Elle a besoin qu’on ait besoin d’elle. C’est sa force et sa faiblesse, le secret de sa plus haute vertu et de son égoïsme le plus mesquin. L’air de la solitude intellectuelle est irrespirable à ses poumons. Elle s’attache aux êtres plus qu’aux idées. Son royaume n’est pas la pensée, mais l’amour.

L’homme ne refuse pas de comprendre la femme. Le peut-il ? Jamais tout à fait. Et nous, non plus, si intelligentes, si perspicaces que nous soyons, nous ne comprenons pas entièrement cet être qui ne réagit pas comme nous au contact de la vie. Nous sommes injustes pour lui, même en le chérissant, et lui pour nous, même quand il nous aime avec toutes les forces de son cœur. Ce désaccord qui fait notre souffrance est dans la loi de la nature. Il est la condition et la rançon de l’attrait d’où sortira ce miracle : l’amour. Car l’amour n’est pas une harmonie : il est le pressentiment d’une harmonie, l’effort de deux âmes qui tendent à se rejoindre, à se confondre, par delà le plaisir passager et la chair périssable, sur le plan spirituel qu’elles ne peuvent atteindre. D’où sa misère et sa grandeur.

On prétend aujourd’hui, renier cette grandeur et cette misère. L’amour est aboli, dit-on, sauf en ses éléments nécessaires mais incomplets, le désir, la sensualité courte et monotone. Et la jeune fenune moderne, dit-on encore, assiste à cette ruine. Elle y souscrit. Elle y travaille.

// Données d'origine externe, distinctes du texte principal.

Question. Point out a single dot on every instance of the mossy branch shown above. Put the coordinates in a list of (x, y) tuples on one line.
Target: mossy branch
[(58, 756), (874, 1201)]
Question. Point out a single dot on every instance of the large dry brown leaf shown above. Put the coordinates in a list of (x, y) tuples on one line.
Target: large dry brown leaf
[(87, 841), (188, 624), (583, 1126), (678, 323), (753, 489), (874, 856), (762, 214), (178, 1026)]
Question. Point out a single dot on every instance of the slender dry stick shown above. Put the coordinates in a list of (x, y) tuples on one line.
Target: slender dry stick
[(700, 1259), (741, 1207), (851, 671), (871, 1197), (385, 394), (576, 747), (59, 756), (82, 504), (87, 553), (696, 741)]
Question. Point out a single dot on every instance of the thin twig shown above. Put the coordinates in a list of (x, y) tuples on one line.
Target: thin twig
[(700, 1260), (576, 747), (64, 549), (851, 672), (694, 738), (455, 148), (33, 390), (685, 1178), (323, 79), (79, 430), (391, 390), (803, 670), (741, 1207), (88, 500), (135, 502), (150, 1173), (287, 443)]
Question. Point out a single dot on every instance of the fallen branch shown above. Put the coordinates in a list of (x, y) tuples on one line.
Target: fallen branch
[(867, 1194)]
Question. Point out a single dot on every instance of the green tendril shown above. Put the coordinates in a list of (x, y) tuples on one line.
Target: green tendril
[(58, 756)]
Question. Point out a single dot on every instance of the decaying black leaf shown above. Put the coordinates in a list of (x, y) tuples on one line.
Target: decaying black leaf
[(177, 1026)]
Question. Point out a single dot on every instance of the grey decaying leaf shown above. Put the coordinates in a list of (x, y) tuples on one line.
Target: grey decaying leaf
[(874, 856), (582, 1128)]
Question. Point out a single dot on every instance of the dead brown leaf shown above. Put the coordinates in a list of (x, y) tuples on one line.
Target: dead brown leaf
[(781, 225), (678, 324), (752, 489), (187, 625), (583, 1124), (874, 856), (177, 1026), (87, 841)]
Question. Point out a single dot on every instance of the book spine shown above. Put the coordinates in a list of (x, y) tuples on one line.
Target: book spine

Je ne le crois pas. J’ai écouté, à travers bien des confidences irritées, cyniques ou désespérées, battre le cœur de la femme d’aujourd’hui, et j’ai reconnu le rythme éternel. L’homme ne saura-t-il plus l’entendre ?

Il ne comprendra jamais tout à fait sa compagne. Elle ne le comprendra jamais tout a fait, mais ils peuvent s’accepter. Il faut qu’ils s’acceptent, loyalement, tels qu’ils sont. Leur bonheur en dépend et le bonheur du monde.